Obviously we don't want to become the next "driverguide.com" (that would only draw more traffic and problems than any of us would want for a collection project), but just an archive site for drivers that either the main company doesn't distribute anymore or -- in the worse case -- where the company itself doesn't exist anymore and the drivers are hard to find.

In the thread I linked above, and as confirmed by Zoom Telephonics tech support, ftp.bocaresearch.com had fallen into disuse and lack of maintenance -- and it contains files that I have not been able to locate with various FTP mirror sites (likely because it's been non-anonymous for a few years -- which nobody noticed! -- and mirroring services missed it.)

Let's not worry about hosting so much for now. I anticipate that such a collection would be minority traffic since it would only be for collectors like us (to emphasize, **NOT** a new driverguide.com) so the traffic should be manageable for consumer-grade web hosting and so that's not a major issue.

So with a very specific purpose in mind -- knowing full well that it would never be "complete" because that's darn near impossible -- to host drivers which a company no longer makes available -- what are the issues with this idea?

With the idea of desiring search capability by company name, or model, or maybe even FCCID -- does anyone have a suggestion of an EXISTING web technology that could handle this? Preferrably one that could be managed by any of us, so that burden of maintenance is not necessarily limited to the free time of one individual. An example would be a Wiki; though not SPECIFICALLY targeted to this purpose, it "could work" and is an existing tech that allows editing and maintenance can be shared among many.
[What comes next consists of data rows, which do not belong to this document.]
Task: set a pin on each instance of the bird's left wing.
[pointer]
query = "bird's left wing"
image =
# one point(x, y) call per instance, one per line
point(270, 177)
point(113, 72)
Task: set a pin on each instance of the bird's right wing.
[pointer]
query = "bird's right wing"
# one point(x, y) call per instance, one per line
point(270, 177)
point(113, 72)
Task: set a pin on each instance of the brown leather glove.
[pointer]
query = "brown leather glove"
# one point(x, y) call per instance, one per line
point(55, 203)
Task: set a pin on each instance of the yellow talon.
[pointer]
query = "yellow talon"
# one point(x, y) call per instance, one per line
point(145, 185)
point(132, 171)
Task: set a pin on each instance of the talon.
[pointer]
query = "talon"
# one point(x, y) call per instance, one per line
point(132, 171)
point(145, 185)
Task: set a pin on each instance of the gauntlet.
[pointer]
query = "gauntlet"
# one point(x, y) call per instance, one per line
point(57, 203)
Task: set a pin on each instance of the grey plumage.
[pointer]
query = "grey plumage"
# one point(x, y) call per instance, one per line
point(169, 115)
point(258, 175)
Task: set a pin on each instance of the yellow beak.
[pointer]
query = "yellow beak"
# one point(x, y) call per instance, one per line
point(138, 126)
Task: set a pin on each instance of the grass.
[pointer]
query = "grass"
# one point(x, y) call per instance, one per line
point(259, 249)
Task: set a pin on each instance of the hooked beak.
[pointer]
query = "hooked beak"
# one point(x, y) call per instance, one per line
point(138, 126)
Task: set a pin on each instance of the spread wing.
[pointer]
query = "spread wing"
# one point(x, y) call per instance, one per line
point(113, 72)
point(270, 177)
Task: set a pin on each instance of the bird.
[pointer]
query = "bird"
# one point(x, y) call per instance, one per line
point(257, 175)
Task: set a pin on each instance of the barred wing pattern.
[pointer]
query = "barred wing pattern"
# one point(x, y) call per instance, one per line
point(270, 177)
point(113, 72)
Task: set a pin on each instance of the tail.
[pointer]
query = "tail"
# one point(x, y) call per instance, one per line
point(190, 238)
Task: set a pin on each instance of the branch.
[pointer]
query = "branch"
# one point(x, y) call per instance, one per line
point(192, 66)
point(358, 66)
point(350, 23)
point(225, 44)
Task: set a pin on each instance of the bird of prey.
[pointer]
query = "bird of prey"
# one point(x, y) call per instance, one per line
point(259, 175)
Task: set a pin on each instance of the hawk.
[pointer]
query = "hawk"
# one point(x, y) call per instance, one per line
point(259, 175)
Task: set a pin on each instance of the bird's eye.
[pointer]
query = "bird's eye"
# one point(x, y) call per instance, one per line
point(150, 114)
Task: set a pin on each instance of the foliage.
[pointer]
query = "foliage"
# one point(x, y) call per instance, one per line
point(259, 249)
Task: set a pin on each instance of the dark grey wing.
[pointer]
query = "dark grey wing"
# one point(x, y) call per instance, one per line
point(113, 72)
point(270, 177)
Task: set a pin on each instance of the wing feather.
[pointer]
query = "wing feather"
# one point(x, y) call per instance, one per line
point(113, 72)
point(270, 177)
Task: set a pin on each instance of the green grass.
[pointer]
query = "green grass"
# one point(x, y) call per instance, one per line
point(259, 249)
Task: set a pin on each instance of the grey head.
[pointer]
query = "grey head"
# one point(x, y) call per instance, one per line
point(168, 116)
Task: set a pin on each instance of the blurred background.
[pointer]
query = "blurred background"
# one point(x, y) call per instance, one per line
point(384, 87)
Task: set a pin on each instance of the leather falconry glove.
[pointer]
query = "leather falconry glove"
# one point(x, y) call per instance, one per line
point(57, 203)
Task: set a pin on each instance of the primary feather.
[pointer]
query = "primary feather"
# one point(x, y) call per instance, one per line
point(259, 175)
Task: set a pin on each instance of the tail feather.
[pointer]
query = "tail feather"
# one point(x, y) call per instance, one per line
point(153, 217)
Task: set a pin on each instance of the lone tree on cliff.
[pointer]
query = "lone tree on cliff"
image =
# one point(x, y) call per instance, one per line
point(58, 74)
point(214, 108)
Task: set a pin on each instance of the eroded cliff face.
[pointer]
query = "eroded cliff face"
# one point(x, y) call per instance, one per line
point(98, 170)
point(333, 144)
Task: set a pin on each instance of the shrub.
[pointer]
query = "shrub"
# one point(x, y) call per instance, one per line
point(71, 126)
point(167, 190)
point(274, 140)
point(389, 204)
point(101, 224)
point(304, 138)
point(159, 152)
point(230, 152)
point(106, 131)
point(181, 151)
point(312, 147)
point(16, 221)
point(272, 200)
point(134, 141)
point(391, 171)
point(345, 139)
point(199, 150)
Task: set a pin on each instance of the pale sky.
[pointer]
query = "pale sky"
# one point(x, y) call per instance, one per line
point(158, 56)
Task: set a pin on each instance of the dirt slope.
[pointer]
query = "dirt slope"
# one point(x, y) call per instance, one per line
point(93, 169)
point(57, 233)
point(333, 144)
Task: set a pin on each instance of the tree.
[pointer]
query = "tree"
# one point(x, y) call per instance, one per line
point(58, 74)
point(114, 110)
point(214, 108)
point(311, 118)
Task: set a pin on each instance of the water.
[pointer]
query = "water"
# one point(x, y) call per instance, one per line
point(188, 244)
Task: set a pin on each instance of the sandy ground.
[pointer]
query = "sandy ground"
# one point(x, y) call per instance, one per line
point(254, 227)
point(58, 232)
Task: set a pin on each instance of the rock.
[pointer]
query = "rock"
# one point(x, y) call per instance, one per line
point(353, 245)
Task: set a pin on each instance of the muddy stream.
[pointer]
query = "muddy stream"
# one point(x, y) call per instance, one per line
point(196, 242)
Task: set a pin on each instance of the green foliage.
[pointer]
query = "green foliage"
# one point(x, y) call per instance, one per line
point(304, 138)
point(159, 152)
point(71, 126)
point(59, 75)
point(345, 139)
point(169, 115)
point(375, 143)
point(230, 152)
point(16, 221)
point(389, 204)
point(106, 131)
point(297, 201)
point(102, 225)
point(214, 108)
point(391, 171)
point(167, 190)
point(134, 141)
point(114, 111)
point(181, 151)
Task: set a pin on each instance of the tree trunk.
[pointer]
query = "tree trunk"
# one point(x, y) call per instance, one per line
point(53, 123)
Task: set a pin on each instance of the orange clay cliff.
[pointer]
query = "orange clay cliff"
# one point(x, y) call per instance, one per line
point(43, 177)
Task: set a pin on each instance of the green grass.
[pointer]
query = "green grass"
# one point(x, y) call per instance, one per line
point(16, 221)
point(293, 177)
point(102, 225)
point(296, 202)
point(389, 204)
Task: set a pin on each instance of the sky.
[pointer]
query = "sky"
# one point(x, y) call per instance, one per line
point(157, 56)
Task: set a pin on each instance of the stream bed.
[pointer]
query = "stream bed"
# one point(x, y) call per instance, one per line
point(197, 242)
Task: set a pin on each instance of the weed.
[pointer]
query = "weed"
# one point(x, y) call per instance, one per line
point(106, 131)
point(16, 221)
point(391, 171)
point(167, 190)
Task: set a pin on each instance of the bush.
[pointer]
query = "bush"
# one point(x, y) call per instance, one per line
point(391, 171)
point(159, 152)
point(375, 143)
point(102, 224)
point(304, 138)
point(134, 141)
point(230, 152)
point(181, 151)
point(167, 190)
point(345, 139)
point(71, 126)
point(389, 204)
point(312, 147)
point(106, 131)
Some control rules would have to be in place, and I'd probably figure we wouldn't have a public uploader, but instead some kind of submission system, etc.


This is just talk right now, I'm not committing nor expecting commitment from anyone. It just seems like this is a need and would reduce the requirement of going around finding and pestering virtual strangers for driver files... and help to make sure that some of the ones that may disappear completely (like Boca's) are able to put in the hands of as many people as possible. So share your ideas, dreams, concerns.
 
My thoughts are that if you make it open to the general public as a web site, you're going to be deluged with other sites downloading your whole collection and your bandwidth is going to kiss the sky. I'd put it behind some sort of access control, perhaps with a captcha for each download to prevent that.
 
An FTP site with a generic login and password for the world limited in MB per day to keep the major leeches out?
You would also need an upload area and people to screen it and maintain the ftp.
 
My thoughts are that if you make it open to the general public as a web site, you're going to be deluged with other sites downloading your whole collection and your bandwidth is going to kiss the sky. I'd put it behind some sort of access control, perhaps with a captcha for each download to prevent that.

Captcha is an excellent idea. Possibly induce a download limit per IP per day or something wouldn't be a bad idea either.


An FTP site with a generic login and password for the world limited in MB per day to keep the major leeches out?
You would also need an upload area and people to screen it and maintain the ftp.

The upload is the tricky thing, and I was thinking about that. We wouldn't really want generic public access to upload anything and everything (we may end up hosting illicit or at least unrelated things at that rate.) If we do the "upload for screening" area, there should still be a sensible limit to prevent someone from hosing the system on purpose; again, an upload limit per IP per day would likely be a good idea; this would probably be very low, like 10MB. If someone wants to submit a really large driver (which is highly unlikely for the old equipment that usually just had a floppy or two!) they can always email for a special request. I know some folks around here also have collections of drivers, which would also likely be better off emailed in a ZIP for an admin to sort out, just to keep things simple.
 
Doesn't this forum software support a file area? Or couldn't one be constructed using attachments? If so, membership rules govern who can upload and download (things like the number of posts you have made, the number of days you have been a member etc.). Would that work?
 
That would require the owners of this site to support this, which as of right now I don't think they're interested in being a file hosting site. But it is true that each user is allocated a tiny bit of attachment space. Still, IMO a forum is not really an appropriate means to distribute files in a general fashion as such.
 
i have an FTP server running on one of my machines already; I would be happy to dedicate some bandwidth and storage for such things. I doubt we'd ever grow beyond a gig of storage. I cannot however provide any sort of screening, sorting, collecting or maintaining of said repository.
I also just got notice that fiber is now available in my area, so bandwidth might not be a problem. ;)
 
i have an FTP server running on one of my machines already; I would be happy to dedicate some bandwidth and storage for such things. I doubt we'd ever grow beyond a gig of storage. I cannot however provide any sort of screening, sorting, collecting or maintaining of said repository.
I also just got notice that fiber is now available in my area, so bandwidth might not be a problem. ;)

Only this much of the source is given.